Deutschland verpasst das Halbfinale der Eishockey-WM. Gegen Tschechien leistet sich das Team von Bundestrainer Söderholm zu viele Strafen und muss sich im Kampf um Medaillen weiter in Geduld üben.

Von Johannes Schnitzler, Helsinki

Am Tag vor dem Spiel genossen die deutschen Nationalspieler die Sonne über Helsinki, sie rollten auf E-Scootern von der Halle zum Hotel, tranken Kaffee in der Stadt. Warum auch nicht? Der Weg ins Viertelfinale dieser 85. Eishockey-Weltmeisterschaft in Finnland war anspruchsvoll: sieben Spiele in zwölf Tagen, fünf Siege, 16 Punkte, so viele wie noch nie in der deutschen WM-Geschichte, Platz zwei in der Gruppe A - hinter der Schweiz, aber vor Kanada. Daran erinnerte Kapitän Moritz Müller und sagte: "Jetzt ist es nur noch dieses eine Spiel." Entspannt euch, sollte das heißen, wir sind es auch. Entspannt, aber konzentriert.

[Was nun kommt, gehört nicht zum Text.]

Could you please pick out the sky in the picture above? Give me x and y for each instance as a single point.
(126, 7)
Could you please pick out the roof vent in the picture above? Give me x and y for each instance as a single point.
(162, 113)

Aber die Konzentration war schnell futsch.

Viertelfinale Deutschland gegen Tschechien, das hieß: null WM-Titel gegen sechs; Philipp Grubauer (Seattle) gegen Karel Vejmelka (Arizona), NHL-Torhüter gegen NHL-Torhüter. Und: finnischer Cheftrainer gegen finnischen Cheftrainer, Toni Söderholm, 44, gegen Kari Jalonen, 62 Jahre alt. Schüler gegen Lehrer. Am Donnerstag, 18.33 Uhr Ortszeit Helsinki, lautete das Ergebnis 1:4 (0:2, 0:1, 1:1). "Ich hatte das Gefühl, dass mehr drin war", sagte Söderholm. "Das macht es so enttäuschend."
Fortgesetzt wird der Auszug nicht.